Martha Rivera-Garrido, also credited as Martha Rivera (born January 19, 1961), is a writer from the Dominican Republic. She is part of the Dominican literary cohort named the 80s Generation. Rivera-Garrido was known primarily as a poet prior to the release of her debut novel, He Olvidado tu Nombre (I Have Forgotten Your Name). The novel won the International Novel Prize of the Casa de Teatro in 1996. In 2013, a street in Santo Domingo was named in her honour.

== Life ==
Rivera-Garrido was born in Santo Domingo. She is the great-granddaughter of the Dominican poet Gastón Fernando Deligne. She studied Political Science at the Autonomous University of Santo Domingo.

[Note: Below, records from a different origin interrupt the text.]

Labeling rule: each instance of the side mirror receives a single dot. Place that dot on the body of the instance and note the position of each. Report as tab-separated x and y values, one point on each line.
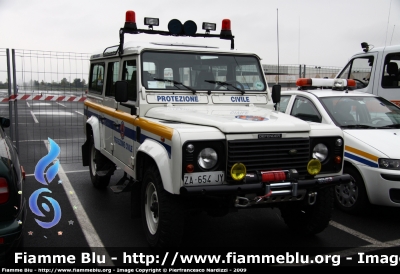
276	94
5	122
121	91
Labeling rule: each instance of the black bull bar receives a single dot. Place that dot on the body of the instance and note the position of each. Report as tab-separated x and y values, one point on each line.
260	187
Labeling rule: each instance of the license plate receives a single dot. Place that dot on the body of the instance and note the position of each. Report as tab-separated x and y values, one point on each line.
204	178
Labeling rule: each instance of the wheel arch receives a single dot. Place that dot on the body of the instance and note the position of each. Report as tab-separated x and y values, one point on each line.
152	152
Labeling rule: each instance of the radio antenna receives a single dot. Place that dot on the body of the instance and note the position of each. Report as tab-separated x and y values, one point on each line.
277	36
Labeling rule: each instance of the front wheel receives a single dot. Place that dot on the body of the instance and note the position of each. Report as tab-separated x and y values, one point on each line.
352	197
310	219
162	213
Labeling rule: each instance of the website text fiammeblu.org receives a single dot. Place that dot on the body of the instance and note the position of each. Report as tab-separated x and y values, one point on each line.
176	259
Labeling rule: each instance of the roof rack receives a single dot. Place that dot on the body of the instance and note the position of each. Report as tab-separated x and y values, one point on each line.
175	28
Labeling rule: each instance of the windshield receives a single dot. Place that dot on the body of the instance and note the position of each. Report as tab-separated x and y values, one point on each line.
358	69
362	112
201	72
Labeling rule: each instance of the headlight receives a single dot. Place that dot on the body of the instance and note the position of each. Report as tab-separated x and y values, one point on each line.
320	152
389	163
207	158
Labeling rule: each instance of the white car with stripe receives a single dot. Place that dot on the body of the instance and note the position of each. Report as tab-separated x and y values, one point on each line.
371	127
193	129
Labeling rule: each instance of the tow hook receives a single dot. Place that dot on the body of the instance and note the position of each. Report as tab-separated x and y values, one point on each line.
312	197
242	202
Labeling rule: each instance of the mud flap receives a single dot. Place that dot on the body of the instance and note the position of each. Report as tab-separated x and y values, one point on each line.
85	153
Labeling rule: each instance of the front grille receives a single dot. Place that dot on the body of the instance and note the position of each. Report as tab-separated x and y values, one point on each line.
260	155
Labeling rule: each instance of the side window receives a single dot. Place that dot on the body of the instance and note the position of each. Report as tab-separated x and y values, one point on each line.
96	78
358	69
112	77
305	110
284	102
391	75
148	74
129	73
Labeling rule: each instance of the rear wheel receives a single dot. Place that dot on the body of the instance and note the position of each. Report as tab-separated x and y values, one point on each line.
162	214
352	197
310	219
99	162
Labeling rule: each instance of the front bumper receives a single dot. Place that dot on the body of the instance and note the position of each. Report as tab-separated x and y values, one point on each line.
273	189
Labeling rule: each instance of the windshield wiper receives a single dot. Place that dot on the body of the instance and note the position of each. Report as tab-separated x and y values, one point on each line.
224	84
391	126
358	126
176	83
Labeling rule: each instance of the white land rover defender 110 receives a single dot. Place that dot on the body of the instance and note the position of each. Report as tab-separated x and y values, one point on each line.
193	130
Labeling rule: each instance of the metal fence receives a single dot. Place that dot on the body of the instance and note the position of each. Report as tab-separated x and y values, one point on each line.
48	88
45	99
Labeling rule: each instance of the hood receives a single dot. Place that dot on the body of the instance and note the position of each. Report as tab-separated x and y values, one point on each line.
385	140
231	119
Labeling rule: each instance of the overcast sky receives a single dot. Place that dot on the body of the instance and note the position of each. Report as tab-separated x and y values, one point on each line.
311	32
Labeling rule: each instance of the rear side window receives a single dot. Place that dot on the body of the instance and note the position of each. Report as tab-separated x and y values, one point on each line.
96	81
112	77
391	73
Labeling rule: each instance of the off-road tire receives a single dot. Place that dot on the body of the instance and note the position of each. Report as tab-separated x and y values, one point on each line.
97	162
352	197
309	219
164	224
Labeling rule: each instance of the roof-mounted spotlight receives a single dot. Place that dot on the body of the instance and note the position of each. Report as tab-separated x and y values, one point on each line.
175	27
365	46
209	26
190	28
151	22
226	28
130	20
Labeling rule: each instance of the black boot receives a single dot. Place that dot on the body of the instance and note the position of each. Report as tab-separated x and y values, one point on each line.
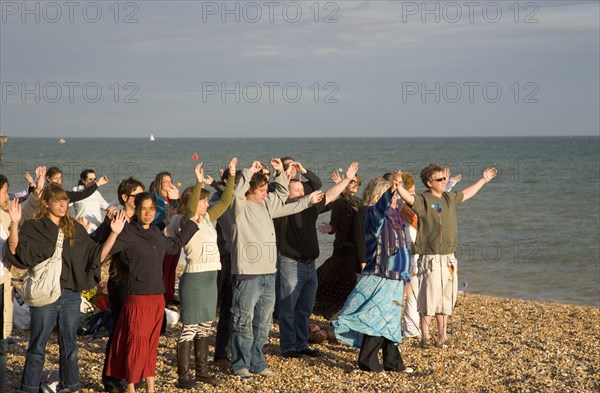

She has lived for long periods in the United States in New York City and Miami, as well as in San Juan, Puerto Rico.

== Works ==

=== Poetry ===
- 20th Century, aún sin título en español y otros poemas. Ediciones Armario Urbano, Santo Domingo, Dominican Republic, 1985.
- Transparencias de mi espejo. Editora Búho, Santo Domingo, Dominican Republic, 1985.
- Geometría del Vértigo. Editora El Nuevo Diario, Santo Domingo, Dominican Republic, 1995.
- Enma, la noche, el mar y su maithuna.... Editora El Nuevo Diario, Santo Domingo, Dominican Republic, 2013.
- Alfabeto de Agua: Poesía reunida de Martha Rivera-Garrido 1985–2013. Ediciones Ferilibro, Editora Nacional del Ministerio de Cultura, Santo Domingo, Dominican Republic, 2014.
- Enma e altriframmenti, EditoreArcoiris, Multimeida SRL, Napoles, Italy, 2016.

=== Fiction ===
I Have Forgotten Your Name (He Olvidado tu Nombre) is Rivera-Garrido's first and only novel. It won the Casa de Teatro International Narrative Award in 1996. The first edition of the book was released in 1997. The novel was translated to English by Mary Berg, this translation was released by White Pine Press on June 1, 2004. A second edition was released in 2018.

=== Nonfiction ===
- Tonó: Una historia de solidaridad sin límites con las Hermanas Mirabal y su familia. Publicaciones de la Fundación Hermanas Mirabal, 2018, Santo Domingo.

== Awards and honours ==
- 1996 - Casa de Teatro International Narrative Award
- 2013 - Ministry of Culture of the Dominican Republic dedicated a day of the International Book Fair
- 2013 - A street in the Dominican Cultural Plaza in Santo Domingo has been named after her.